The merger of Barwa Bank and International Bank of Qatar completed in April 2019, created the third-largest Islamic bank and sixth-largest bank in Qatar, with an estimated market share of 6 per cent of total loans and assets of around $22 billion. In Kuwait, the merger between Kuwait Finance House and Bahrain-based Ahli United Bank once completed, is likely to create the world’s largest Islamic bank, surpassing Saudi Arabia-based Al Rajhi Bank.
The penetration of Islamic finance in Saudi Arabia is increasing rapidly from already high levels. Growing demand from corporate and retail clients for Shariah-compliant products and a supportive regulatory environment with coordination between the Ministry of Finance, Saudi Arabia Monetary Authority and the Capital Market Authority are propelling the increase.
Moody’s expects Islamic finance penetration in Saudi Arabia to increase to 80 per cent of system-wide loans (including both conventional and Islamic financing assets) over the next 12-18 months, from 77 per cent in 2018, driven by increased demand from both corporate and retail clients.
In Saudi Arabia all the domestic banks are now either fully fledged Islamic banks or have Islamic windows.
Oman remains the fastest-expanding Islamic banking market in the GCC, with a growth rate of 10 per cent in the first nine months of 2019. Despite only introducing Islamic financial services in 2012, the sector now has two standalone Islamic banks and six Islamic windows at conventional banks offering Islamic services. As a result, the sector’s market share has risen from zero to around 15 per cent of banking system financing assets as of September 2019 and still has potential for further growth.
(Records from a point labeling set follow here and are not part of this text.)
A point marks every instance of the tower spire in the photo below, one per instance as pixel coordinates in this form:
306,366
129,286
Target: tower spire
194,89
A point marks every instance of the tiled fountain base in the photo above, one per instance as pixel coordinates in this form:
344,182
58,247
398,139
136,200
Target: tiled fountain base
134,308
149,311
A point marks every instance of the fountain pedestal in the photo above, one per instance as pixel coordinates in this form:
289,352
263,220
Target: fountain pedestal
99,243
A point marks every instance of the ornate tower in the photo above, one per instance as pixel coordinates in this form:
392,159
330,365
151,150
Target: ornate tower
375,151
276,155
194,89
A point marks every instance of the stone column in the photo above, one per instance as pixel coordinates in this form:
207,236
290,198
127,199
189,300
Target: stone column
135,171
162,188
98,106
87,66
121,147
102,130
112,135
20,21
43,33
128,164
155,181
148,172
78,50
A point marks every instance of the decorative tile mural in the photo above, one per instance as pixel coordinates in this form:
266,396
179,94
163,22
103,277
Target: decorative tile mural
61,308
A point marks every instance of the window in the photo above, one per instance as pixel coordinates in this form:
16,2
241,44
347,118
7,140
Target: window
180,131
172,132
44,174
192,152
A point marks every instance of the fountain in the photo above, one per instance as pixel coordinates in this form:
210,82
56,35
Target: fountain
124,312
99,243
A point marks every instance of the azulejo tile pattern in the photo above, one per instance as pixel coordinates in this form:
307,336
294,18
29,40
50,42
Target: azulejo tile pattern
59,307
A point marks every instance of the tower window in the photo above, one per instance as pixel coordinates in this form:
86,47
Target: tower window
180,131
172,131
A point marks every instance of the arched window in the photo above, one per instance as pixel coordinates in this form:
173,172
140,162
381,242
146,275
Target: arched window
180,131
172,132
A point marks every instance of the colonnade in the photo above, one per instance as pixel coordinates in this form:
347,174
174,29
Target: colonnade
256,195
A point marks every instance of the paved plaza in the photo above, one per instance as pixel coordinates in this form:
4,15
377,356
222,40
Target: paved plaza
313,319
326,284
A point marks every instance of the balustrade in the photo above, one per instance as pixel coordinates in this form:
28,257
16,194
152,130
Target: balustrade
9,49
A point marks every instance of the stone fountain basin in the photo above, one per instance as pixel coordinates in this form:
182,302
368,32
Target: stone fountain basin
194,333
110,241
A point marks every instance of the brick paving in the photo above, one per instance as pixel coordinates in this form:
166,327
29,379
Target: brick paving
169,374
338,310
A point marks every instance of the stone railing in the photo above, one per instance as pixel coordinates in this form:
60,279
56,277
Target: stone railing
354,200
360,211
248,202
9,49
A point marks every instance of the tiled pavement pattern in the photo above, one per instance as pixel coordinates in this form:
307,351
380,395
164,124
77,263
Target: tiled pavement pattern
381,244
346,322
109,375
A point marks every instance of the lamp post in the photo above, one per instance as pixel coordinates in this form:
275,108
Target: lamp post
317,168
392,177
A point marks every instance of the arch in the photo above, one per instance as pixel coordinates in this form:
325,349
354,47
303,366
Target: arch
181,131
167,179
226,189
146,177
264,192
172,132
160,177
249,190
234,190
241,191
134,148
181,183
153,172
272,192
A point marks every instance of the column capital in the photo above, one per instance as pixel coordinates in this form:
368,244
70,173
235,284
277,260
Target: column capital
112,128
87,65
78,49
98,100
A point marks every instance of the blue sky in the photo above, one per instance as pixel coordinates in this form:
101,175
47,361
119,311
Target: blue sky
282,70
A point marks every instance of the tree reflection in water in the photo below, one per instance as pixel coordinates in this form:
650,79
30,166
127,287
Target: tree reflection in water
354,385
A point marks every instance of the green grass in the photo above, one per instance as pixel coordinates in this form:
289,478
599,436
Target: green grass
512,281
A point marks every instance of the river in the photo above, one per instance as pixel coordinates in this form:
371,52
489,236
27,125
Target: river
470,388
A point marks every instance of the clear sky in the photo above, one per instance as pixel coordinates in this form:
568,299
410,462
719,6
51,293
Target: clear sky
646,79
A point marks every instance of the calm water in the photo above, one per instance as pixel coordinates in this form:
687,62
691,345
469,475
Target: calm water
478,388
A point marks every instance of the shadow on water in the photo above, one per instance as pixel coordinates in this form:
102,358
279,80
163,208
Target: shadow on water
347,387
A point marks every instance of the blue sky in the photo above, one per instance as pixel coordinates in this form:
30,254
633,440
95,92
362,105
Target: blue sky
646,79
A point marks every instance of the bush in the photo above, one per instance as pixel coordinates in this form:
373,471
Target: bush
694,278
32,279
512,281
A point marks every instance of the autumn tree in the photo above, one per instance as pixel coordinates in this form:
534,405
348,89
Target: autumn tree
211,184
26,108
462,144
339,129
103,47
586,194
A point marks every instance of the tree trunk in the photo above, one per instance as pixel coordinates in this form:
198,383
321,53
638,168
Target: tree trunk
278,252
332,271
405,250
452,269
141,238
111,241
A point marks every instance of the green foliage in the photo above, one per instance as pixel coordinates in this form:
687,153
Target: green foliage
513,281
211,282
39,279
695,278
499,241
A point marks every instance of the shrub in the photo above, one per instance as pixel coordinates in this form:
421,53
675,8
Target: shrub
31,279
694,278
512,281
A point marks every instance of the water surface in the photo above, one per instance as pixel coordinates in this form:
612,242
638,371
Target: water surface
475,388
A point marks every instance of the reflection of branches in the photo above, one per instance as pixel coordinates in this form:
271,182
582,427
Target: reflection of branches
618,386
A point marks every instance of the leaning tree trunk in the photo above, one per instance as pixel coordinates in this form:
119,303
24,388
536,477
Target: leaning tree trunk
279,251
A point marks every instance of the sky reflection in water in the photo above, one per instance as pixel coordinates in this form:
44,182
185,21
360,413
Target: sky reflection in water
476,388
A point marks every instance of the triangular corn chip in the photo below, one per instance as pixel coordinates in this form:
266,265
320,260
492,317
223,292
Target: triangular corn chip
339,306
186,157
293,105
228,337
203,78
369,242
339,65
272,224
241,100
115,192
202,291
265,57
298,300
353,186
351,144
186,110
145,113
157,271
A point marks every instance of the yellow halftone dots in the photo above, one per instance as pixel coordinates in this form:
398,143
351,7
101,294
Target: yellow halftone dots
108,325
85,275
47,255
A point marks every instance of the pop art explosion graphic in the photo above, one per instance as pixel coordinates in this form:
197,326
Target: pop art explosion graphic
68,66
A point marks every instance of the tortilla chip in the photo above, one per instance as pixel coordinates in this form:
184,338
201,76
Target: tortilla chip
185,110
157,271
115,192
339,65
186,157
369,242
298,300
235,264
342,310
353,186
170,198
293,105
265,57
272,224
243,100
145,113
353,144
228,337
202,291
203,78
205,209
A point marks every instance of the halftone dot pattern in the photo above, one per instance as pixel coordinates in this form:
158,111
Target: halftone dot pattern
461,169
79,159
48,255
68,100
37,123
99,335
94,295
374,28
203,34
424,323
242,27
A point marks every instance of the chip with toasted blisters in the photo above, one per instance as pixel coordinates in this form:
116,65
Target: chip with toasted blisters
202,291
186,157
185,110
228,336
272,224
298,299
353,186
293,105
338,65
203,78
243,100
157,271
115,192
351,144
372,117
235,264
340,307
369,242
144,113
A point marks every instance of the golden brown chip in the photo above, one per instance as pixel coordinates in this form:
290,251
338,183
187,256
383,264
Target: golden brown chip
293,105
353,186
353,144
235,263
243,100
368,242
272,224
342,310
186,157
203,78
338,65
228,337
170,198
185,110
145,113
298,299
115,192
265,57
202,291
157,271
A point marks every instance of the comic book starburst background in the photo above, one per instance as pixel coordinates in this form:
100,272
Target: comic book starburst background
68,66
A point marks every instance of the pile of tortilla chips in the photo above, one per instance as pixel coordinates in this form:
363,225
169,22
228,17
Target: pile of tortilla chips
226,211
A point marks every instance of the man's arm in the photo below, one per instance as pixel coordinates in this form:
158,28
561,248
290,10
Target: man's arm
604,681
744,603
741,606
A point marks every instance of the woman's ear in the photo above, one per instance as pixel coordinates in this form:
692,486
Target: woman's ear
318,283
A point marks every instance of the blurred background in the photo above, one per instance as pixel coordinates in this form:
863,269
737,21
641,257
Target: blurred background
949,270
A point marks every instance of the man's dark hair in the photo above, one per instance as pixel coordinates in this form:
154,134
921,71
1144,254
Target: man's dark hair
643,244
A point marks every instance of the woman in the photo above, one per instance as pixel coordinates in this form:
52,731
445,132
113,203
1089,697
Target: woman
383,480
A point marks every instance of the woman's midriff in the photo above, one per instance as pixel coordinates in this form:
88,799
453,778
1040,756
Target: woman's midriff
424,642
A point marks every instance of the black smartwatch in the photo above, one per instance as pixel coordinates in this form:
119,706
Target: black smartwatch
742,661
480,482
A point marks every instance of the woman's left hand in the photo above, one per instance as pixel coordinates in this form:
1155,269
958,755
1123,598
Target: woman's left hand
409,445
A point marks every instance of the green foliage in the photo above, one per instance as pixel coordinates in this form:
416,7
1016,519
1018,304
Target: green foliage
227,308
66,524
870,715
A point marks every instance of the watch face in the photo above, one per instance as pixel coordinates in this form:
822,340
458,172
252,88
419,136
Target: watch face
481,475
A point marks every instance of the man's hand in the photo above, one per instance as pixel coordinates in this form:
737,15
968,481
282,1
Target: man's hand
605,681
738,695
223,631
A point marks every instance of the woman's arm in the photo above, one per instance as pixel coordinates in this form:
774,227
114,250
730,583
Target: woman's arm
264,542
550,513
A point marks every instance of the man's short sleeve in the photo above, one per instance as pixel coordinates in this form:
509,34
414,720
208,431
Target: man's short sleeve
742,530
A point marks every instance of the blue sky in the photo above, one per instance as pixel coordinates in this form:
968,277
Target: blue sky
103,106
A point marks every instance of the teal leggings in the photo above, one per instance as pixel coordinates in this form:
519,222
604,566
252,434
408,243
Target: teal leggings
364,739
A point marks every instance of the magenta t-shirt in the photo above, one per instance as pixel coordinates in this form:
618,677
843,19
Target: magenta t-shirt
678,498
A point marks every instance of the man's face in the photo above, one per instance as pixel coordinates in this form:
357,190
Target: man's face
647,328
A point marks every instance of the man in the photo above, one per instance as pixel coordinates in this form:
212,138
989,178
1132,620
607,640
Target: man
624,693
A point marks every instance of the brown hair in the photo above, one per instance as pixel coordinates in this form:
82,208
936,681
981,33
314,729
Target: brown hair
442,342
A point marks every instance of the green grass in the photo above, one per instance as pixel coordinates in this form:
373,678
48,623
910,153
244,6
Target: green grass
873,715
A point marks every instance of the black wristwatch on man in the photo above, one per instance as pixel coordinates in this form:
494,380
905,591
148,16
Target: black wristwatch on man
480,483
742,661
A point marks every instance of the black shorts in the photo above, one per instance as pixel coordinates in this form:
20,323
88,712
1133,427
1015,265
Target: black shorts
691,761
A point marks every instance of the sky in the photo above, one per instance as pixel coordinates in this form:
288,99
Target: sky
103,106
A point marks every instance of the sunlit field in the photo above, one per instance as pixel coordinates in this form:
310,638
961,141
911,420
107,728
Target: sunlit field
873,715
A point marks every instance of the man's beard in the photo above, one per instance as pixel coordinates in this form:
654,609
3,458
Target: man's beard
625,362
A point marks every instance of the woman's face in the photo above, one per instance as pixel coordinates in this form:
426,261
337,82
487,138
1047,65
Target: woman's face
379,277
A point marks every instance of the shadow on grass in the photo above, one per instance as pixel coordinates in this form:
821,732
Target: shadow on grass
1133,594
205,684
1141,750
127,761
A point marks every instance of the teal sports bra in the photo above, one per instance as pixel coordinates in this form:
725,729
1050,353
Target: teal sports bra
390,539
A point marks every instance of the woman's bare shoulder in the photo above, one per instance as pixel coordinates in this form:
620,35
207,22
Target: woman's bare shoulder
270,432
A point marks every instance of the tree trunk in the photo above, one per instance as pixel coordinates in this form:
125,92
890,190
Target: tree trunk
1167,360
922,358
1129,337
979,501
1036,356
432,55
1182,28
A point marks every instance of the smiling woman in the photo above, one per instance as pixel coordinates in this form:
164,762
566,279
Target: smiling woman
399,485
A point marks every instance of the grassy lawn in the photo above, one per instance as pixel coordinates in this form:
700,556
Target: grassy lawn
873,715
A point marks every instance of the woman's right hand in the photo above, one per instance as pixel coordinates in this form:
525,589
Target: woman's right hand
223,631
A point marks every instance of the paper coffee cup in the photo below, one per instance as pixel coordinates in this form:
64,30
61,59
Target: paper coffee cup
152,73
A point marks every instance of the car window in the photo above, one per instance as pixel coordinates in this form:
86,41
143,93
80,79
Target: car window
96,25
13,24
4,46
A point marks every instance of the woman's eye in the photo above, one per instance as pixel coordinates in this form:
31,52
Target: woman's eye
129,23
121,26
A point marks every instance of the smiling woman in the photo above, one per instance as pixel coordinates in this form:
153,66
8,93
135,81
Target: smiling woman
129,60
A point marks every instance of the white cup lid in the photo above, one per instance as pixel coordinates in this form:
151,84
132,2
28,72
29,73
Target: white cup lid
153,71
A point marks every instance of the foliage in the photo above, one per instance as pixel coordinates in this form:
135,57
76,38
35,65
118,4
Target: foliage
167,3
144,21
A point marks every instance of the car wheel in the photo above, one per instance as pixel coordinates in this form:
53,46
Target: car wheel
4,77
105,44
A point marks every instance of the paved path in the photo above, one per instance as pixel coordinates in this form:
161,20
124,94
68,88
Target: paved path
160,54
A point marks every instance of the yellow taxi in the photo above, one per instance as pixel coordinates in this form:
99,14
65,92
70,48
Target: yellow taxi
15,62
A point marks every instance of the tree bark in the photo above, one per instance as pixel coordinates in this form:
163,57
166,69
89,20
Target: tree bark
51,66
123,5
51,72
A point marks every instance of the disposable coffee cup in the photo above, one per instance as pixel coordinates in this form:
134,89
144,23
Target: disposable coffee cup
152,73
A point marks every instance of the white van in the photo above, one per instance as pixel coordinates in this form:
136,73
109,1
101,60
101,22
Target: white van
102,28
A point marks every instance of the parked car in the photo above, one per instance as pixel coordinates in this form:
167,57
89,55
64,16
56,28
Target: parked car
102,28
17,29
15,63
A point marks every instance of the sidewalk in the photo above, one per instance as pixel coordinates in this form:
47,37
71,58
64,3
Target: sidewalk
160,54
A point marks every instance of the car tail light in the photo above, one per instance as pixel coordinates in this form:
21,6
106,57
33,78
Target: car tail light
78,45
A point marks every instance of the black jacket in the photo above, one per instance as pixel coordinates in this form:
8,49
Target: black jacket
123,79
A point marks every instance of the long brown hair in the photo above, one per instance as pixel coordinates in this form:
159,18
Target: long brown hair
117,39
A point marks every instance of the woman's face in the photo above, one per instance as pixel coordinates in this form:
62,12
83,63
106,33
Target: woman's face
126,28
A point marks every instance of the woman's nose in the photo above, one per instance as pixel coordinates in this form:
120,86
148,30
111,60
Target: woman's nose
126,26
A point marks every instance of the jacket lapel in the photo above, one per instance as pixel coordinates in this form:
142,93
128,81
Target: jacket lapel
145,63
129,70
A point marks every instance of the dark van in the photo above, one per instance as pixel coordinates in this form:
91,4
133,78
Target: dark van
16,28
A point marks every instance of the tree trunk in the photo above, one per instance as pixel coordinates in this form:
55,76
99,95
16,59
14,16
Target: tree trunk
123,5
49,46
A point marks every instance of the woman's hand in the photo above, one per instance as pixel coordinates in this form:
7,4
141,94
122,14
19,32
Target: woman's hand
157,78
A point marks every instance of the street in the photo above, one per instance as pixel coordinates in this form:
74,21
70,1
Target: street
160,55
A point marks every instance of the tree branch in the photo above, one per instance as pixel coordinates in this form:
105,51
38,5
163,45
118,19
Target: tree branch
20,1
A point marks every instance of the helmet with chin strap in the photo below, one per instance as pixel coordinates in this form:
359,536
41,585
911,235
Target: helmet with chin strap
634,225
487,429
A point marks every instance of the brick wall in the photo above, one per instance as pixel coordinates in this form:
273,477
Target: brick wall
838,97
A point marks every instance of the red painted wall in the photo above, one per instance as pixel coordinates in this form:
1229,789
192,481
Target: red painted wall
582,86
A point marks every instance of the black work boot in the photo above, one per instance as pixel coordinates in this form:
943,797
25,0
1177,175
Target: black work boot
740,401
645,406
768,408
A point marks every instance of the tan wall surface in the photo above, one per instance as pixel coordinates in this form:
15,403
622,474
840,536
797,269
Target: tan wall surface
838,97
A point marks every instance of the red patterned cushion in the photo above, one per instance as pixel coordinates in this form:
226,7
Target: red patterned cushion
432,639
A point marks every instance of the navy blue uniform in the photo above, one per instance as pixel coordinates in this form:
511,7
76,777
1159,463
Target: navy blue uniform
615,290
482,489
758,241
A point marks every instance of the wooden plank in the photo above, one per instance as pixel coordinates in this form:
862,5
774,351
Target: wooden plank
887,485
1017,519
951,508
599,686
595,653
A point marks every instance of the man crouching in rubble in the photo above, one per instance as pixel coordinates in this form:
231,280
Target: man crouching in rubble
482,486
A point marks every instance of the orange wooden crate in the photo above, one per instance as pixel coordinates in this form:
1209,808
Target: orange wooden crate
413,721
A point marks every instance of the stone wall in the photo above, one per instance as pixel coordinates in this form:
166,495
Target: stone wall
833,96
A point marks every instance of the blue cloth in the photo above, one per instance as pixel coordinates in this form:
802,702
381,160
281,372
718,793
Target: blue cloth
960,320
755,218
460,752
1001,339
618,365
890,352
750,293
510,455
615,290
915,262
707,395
Islamic banking penetration in the core Islamic financial markets of GCC, Malaysia, Indonesia and Turkey, increased to 31.2 per cent in September 2019, from 25.5 per cent in 2013.
The rater has projected global long-term gross sovereign sukuk issuance to rise to nearly $75 billion, up from $71 billion in 2019, taking into account wider fiscal deficits and a drive to develop the market by major sovereign issuers.
“Issuance volumes could rise more markedly if oil prices and demand were to be durably dampened as a consequence of the coronavirus outbreak, leading to higher deficits among hydrocarbon-exporting issuers, including those in the GCC and Southeast Asia,” said Nitish Bhojnagarwala, VP-Senior Credit Officer at Moody’s.
In 2021, Moody’s expect total long-term gross sovereign sukuk issuance to decline amid a shift in Saudi Arabia’s funding strategy. Beyond that, gross sovereign issuance will rise further as sukuk from GCC governments begin to mature.
The relationship between fiscal deficits and net sukuk issuance among regular sukuk issuers has become more robust, in part because of governments’ emphasis on developing their domestic capital markets. For example, Saudi Arabia financed 54 per cent of its 2019 fiscal deficit through net sukuk issuance, whereas before 2017 it relied exclusively on conventional bonds, commercial loans and drawdowns from accumulated fiscal reserves.